JR東日本はこのほど、次世代型新幹線の開発に向け、来春新たな試験車両を導入すると発表した。北海道新幹線の札幌乗り入れが始まる2031年春を目指し、時速360㌔での営業運転を実現する。
世界最速の新幹線を東京~札幌に
世界の高速列車は、1964年開業の東海道新幹線に端を発するが、現在営業運転での最速列車は、日本の東北新幹線とフランスのTGV,それにドイツのICE3の3つの列車で、いずれも時速320㌔だ。中国の高速列車は、時速350㌔でデビューしたが、40名が亡くなった温州市での事故のあとスピードを落とし、時速310㌔で運転している。

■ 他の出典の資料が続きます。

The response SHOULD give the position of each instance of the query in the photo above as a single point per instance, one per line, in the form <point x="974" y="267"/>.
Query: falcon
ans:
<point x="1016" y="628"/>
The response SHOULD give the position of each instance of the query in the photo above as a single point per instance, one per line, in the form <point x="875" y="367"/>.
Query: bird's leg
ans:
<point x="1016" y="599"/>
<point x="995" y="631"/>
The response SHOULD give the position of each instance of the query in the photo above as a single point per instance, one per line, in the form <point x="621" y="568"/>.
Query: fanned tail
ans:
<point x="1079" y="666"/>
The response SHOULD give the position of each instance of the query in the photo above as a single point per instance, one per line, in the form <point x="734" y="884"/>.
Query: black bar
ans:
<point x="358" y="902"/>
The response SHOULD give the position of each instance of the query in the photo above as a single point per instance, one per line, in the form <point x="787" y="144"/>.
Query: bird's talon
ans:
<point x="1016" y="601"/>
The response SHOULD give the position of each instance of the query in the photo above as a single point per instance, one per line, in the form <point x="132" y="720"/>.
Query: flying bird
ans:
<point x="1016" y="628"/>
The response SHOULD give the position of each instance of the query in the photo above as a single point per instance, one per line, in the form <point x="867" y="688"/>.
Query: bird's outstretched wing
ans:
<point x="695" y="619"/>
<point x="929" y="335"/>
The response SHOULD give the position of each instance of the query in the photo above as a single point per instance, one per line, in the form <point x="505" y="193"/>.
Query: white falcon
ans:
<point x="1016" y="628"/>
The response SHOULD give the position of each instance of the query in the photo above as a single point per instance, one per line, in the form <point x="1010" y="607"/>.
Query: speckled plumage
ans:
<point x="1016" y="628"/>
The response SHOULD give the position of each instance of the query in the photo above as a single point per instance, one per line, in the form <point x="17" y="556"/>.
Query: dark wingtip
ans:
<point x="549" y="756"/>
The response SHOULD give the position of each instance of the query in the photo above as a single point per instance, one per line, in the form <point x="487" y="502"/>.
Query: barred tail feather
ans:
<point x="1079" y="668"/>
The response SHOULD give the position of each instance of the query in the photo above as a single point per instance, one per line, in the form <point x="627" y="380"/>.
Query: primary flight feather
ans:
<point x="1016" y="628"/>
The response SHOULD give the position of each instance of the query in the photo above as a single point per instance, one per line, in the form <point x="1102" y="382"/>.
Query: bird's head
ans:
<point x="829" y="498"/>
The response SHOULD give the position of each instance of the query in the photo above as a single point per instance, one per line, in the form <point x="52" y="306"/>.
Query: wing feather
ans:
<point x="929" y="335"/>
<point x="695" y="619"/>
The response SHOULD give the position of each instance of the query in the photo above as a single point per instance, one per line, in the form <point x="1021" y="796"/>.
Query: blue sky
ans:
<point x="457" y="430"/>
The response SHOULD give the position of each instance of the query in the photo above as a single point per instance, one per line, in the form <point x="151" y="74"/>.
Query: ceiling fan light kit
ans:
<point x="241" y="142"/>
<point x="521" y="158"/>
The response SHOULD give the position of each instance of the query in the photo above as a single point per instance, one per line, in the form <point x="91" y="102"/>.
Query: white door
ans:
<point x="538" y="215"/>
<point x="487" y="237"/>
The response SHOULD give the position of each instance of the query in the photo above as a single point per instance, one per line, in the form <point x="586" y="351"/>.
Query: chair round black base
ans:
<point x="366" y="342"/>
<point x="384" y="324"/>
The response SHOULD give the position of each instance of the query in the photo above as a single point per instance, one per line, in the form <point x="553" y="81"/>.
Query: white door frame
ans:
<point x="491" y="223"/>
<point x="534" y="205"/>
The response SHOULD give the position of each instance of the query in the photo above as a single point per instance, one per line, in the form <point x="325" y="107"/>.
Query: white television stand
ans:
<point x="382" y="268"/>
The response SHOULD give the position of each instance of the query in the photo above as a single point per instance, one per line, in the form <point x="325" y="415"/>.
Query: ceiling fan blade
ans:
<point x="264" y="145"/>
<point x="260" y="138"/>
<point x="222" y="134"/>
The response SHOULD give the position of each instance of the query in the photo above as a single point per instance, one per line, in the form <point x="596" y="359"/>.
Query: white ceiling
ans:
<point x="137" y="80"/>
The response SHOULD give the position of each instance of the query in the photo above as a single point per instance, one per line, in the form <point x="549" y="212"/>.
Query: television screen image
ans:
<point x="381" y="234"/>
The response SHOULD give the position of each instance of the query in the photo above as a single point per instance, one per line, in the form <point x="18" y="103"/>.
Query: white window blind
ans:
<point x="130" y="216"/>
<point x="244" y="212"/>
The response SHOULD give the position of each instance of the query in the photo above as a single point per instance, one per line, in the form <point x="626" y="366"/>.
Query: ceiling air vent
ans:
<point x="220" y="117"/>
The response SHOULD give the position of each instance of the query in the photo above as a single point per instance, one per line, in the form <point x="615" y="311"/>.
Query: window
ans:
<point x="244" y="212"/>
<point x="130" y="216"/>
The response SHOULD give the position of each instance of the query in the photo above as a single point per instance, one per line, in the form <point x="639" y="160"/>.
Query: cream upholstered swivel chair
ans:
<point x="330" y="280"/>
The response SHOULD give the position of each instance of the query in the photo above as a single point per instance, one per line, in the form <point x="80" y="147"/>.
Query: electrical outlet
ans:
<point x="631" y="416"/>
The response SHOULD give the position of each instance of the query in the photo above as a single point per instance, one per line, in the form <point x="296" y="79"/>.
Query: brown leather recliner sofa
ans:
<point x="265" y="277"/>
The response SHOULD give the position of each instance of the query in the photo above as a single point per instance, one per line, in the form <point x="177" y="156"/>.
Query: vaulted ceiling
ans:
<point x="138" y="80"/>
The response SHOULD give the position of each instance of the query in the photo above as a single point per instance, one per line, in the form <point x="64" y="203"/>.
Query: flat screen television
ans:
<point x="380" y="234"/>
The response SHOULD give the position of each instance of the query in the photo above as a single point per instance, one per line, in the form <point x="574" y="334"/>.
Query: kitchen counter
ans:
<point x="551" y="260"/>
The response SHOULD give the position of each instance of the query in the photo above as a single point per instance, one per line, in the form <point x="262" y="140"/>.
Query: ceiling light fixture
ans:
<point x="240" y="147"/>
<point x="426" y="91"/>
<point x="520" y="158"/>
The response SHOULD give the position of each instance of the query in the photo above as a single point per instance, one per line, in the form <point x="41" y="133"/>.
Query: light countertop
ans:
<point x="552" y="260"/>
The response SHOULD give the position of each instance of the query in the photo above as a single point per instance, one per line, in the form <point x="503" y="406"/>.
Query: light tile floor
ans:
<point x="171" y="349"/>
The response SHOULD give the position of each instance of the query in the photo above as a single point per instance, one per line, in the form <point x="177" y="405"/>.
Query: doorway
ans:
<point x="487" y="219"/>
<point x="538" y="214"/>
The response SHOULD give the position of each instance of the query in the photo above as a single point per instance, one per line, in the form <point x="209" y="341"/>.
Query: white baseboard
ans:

来春、試験に投入されるのは“最先端試験を行うための先進試験車両”の意味を込めた「ALFA-X(アルファX)」と呼ばれる10両編成の新幹線だ。JR東日本では速度や快適性の向上とともに、地震時の安全性や雪対策、それに車両の機器や線路設備の状態などを、走りながらモニタリングを行う革新的なメンテナンス・システムを導入する。
時速360㌔運転実現へのアプローチは、2009年まで別の試験編成列車(FASTECH360)を使って行ってきたが、ALFA-Xの投入で世界最高速運転が実現に近づくことで、盛岡以北の運転速度(現行時速260㌔)と貨物列車との共用となっている青函トンネルの減速(時速140㌔)問題がクローズアップされそうだ。
雑学ライブラリー
解消したいトンネルドン
今回の試験編成は、ALFA-XのFで示されている通り、フロントライン(先端部)の形状が重要な試験となっている。「トンネルドン」を軽減するためだ。
トンネルドンとは高速で走る列車がトンネルに入ると、中の空気が押し出され、反対側の出口で微気圧波が「ドン」という衝撃音が生じる。高速で走る新幹線は特に微気圧波が作る音は大きく、環境問題ともなっている。JR北海道のH5系や東日本のE5系のカモノハシのような先頭部分は、それらの対策の結果だ。